Goodwizz was a social network service website based in France. Users had an option to use their Facebook credentials to sign up and log on to Goodwizz.

Goodwizz explored new horizons in social network, with advanced approach in building social ties. It defined itself as a social network, with games, and a meeting section in four steps: matchmaking algorithm, discovery questions, personality games and meeting location suggestions.

==History==
In September 2010 Emmanuel Cassimatis started and gathered 60,000 members in its first 6 months of existence.

Goodwizz was a result from a market study with the cooperation of 200 people. The outcome is that most people find it hard to connect and get to know people online. The study was able to find ways on how to connect to other users by means of genuine connections.
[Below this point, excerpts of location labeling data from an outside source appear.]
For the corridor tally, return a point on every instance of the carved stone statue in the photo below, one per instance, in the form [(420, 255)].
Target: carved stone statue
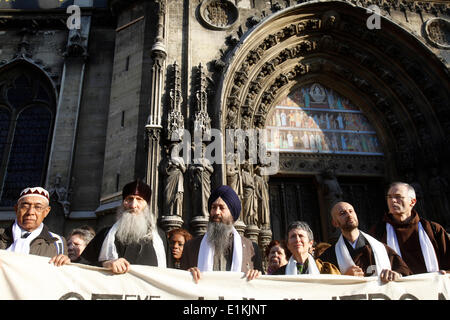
[(420, 204), (201, 171), (249, 208), (173, 183), (262, 196), (234, 174)]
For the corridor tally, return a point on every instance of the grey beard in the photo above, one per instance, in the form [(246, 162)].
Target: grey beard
[(133, 228), (218, 236)]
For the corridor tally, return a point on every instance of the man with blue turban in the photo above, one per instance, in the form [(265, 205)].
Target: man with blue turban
[(222, 248)]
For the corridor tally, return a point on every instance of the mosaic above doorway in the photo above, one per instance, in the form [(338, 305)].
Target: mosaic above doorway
[(316, 119)]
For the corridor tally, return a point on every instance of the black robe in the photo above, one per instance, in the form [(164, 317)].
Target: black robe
[(141, 253)]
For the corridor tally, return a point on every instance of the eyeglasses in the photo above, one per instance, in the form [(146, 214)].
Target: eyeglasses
[(27, 206)]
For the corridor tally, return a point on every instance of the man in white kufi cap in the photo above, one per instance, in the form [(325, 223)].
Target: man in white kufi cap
[(28, 234)]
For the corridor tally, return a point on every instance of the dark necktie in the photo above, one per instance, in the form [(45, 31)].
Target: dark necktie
[(25, 235)]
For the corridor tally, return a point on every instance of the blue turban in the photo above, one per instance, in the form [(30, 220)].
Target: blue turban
[(230, 197)]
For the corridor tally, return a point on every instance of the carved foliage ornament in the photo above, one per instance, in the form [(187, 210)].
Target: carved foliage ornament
[(437, 31)]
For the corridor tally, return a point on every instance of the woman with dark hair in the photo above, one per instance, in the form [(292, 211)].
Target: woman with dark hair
[(177, 239), (300, 241), (277, 255)]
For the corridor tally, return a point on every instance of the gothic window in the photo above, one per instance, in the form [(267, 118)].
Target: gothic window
[(26, 122), (316, 119)]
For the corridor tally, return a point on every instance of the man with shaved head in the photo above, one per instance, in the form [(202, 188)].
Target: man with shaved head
[(359, 254)]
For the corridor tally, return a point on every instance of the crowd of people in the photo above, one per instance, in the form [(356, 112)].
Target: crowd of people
[(401, 244)]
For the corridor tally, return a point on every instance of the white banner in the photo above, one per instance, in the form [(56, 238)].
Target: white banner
[(28, 277)]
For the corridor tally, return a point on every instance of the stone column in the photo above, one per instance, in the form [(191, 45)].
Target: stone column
[(154, 127)]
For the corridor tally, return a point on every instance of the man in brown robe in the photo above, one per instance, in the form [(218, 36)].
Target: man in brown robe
[(222, 248), (360, 248), (411, 233)]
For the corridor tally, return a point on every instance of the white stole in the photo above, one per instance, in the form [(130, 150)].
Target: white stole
[(23, 245), (109, 250), (345, 261), (429, 255), (206, 254), (291, 267)]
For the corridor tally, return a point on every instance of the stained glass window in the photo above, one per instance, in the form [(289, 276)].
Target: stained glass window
[(28, 114), (316, 119)]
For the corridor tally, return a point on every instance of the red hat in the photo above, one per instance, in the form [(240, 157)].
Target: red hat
[(137, 188)]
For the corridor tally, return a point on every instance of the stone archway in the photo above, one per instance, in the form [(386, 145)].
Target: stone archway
[(401, 86)]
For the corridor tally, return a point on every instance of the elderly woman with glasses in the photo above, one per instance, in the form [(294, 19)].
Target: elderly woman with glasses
[(300, 240)]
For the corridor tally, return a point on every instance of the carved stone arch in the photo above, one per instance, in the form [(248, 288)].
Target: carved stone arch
[(37, 67), (403, 101)]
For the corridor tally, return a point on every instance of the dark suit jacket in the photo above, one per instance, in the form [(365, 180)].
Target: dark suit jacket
[(250, 251)]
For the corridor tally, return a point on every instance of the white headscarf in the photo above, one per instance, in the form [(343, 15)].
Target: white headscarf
[(206, 254), (22, 245)]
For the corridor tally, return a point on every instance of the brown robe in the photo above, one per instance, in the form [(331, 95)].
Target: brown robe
[(408, 240), (364, 258)]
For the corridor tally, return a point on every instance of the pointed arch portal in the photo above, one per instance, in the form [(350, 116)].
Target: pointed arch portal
[(398, 86)]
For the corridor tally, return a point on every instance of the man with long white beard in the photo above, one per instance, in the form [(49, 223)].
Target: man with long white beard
[(133, 239), (222, 248)]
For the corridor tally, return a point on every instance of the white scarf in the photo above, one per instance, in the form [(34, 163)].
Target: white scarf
[(345, 261), (429, 255), (206, 254), (291, 267), (109, 250), (23, 245)]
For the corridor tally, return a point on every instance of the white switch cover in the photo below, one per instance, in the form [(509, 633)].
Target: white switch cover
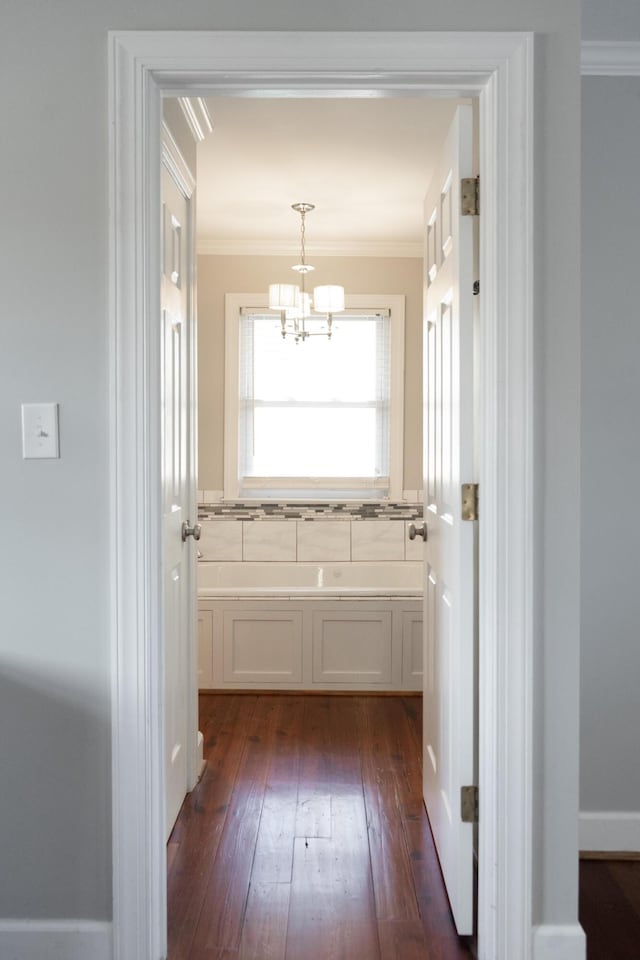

Originally launched with a matchmaking algorithm and personality games developed with psychologists.

On June 6, 2011, Goodwizz founder Emmanuel Cassimatis made a statement on BBC News regarding the banning of French TV and radio presenters from mentioning social networking sites such as Facebook and Twitter on air.

"It is about finding a balance between freedom and fairness, each company should have the right to say which communication channel they want to use. But 10 or 20 years down the line, we may have a string of lobbies created through those three or four channels that prevent small companies like ours from emerging. This move prevents that."

Today, Goodwizz extended steadily the range of proposed functionalities, focusing on guidance, evolving to a meeting management platform offering meeting-oriented tools.

==Features==
Like most social networking service, Goodwizz allow users to post and upload pictures and videos, share thoughts and comments on a wall, invite friends, and send them virtual gifts. It developed a unique matchmaking system that suggests particular users to members with common interests and compatible personal feature.

It has its own personality games and external games from Facebook. Meeting services that focuses on guidance and coaching based on personality plays is also an attraction.

Applications that provide service like online radio, classifieds, photo editing, psychic services and many others.

Goodwizz also offers a mobile phone version of its website.